Wednesday, September 28, 2011

Roasted Carrot and Apple Soup

It's apple season again...

These are the Fuji apples in my front yard and I couldn't be happier that they are ripe and ready for picking...

They remind me of my mom's apple pie.  I love my mom's apple pie.  When I was growing up, every year at Thanksgiving she made at least three because she knew that family would take big slices home with them whether she liked it or not.  And of course, that would leave her with none, so she made at least one extra one for our house.  The recipe for the crust came from a book so tattered and used that I'm not sure it's even really a book any more.  It comes complete with her notes and scribbles over the years that marked her changes to the recipe that brought it to the perfection that it is today.  Maybe some day I'll earn the right to use that recipe.  For now, I can only dream of having my mother's crust making skill.

It's these food memories from years ago that fuel my need to cook today.  Sitting around the table every year, peeling and slicing bags and bags of apples for the pies.  Hands sticky and sweet from all the apple juices running down my fingers.  The laughter and stories told around that table with my mother, sister, grandmother, and sometimes an aunt of friend.  I hope that my boys have those same sorts of memories when they're grown.  They don't have the patience or skill to peel and cut apples with me yet, but I smile every time one of them brings his stool over to the kitchen counter and asks to help me cook.  I know that one day they'll look back fondly on mixing pancake batter with their mom and they'll be better men for it.

Nowadays, when I peel and cut apples, I can't help but remember the apple cutting marathons of my childhood Thanksgivings and I feel a bit closer to home.  That's exactly how I felt when I was making this soup.  It's comfort in a bowl.  Warm, slightly sweet, and with just a hint of smoky heat that makes it different and even more delicious.  I was inspired to make it by a recent posting in the wonderful and gorgeous blog, Canelle et Vanille.  If you've never seen it, please do.  The author, Aran,  takes the most beautiful photographs and her food is heathly, yummy and interesting (she's gluten free and from the Basque region of France/Spain, so many of her recipes are inspired by her childhood home).  My soup here is really her soup with just a few minor tweaks for my taste.  You'll forgive me won't you?  The soup is so fantastic that you'll have no choice but to forgive me.

Roasted Carrot and Apple Soup
Inspired by this recipe at Canelle et Vanille

This recipe calls for a spice called  piment D'Espelette.  It is a ground red pepper from the Basque region that I was unfamiliar with before reading the Canelle et Vanille post.  I happened to spot it at a kitchenware store and snatched it up.  It's worth looking for because it imparts a lovely note of heat into the soup that's not really hot, but sort of smoky and lingering.  It really makes the soup.  If you can't find it, try using just the tiniest pinch of cayenne and 1/8 tsp paprika or even smoked paprika. 

2 apples such as fuji, gala, or pink lady
1 1/2 lbs carrots
1/2 small sweet onion
1 clove garlic
1/4 tsp ground coriander
1/8 tsp piment D'Espelette
3 sprigs of thyme
1/2 tsp salt
3 cups low-sodium chicken broth (you could use vegetable broth and make it a vegetarian soup)

Preheat your oven to 400 degrees.  Peel and cut the carrots into 1 inch pieces.  Peel and slice the apples into 8ths.
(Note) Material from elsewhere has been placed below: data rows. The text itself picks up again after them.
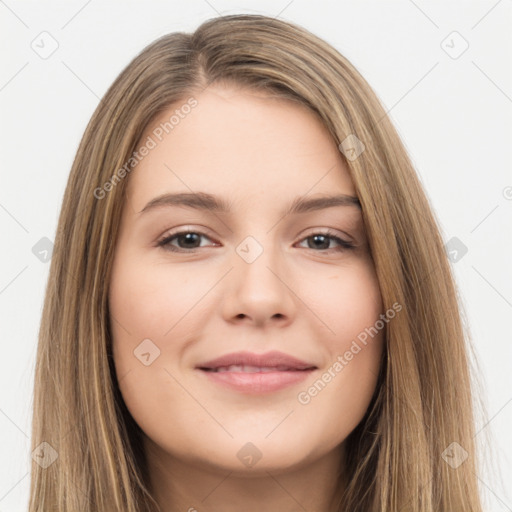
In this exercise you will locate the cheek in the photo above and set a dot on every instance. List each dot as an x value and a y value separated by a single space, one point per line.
349 305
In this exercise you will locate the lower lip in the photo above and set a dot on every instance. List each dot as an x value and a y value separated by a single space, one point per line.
258 382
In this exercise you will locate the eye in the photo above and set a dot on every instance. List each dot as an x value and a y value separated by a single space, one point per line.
322 240
188 241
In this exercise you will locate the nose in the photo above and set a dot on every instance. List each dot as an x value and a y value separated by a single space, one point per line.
259 292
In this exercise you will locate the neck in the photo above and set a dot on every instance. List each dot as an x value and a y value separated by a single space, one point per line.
196 486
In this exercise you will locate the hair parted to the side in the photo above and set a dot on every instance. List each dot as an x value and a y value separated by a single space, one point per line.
423 401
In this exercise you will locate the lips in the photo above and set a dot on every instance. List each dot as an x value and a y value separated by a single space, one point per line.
249 362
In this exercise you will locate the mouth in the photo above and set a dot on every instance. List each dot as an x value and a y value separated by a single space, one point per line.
240 368
256 373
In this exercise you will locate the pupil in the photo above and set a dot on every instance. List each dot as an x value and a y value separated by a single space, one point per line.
189 238
324 244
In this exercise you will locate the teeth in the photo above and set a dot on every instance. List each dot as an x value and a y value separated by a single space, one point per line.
250 369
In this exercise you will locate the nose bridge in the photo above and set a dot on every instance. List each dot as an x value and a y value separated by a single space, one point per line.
258 288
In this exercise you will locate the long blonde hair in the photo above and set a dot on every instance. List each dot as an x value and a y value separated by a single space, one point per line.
423 400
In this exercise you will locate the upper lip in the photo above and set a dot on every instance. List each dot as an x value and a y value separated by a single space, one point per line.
267 360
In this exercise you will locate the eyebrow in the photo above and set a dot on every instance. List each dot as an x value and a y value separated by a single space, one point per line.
209 202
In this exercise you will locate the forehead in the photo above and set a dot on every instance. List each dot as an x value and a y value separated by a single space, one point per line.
241 144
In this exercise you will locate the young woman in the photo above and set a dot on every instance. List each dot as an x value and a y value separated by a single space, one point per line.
249 304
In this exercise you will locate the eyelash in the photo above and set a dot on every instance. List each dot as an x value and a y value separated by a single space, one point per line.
165 242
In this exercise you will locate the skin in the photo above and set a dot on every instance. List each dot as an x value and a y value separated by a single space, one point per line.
307 300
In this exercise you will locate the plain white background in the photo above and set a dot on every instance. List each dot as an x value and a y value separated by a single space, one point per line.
441 69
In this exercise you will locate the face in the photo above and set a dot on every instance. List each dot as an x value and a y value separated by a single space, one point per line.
192 283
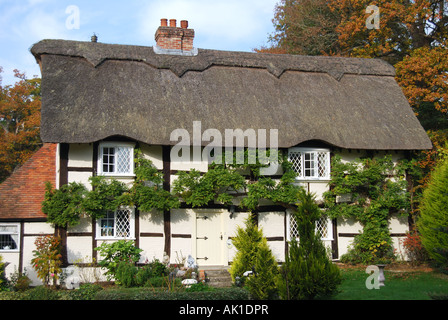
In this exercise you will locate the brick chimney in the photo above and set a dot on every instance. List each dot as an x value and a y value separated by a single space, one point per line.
174 40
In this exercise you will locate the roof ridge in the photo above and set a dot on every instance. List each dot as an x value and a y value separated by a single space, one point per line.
96 53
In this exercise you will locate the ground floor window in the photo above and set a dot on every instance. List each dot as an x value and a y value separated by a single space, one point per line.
9 236
117 224
324 227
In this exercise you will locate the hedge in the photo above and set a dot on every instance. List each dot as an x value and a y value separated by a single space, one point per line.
150 294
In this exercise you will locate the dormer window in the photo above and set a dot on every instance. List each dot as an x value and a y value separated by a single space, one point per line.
310 164
116 159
Place the carrots and apples onto a cookie sheet and roast for about 30 minutes.  The apples will be soft and the carrots will have begun to soften.

In the meantime, dice the onions and garlic and saute until beginning to soften, about 5 minutes.  Add the coriander, piment D'Espelette, thyme leaves, and salt and stir for one minute.  Add the roasted carrots and apples to the pot as well as the broth.  Bring to a boil and then reduce the heat and simmer for 15 minutes until the carrots are fully softened.

Carefully spoon the soup into a blender or food processor (you may want to do it in two batches) and blend until smooth.  If you have an immersion blender, this is the time to use it!  Serve the soup with sprinkling of more piment D'Espelette and thyme leaves.  Don't forget the crusty bread to dip into the soup and clean out the bowl.  May this soup and this apple season bring you many happy memories.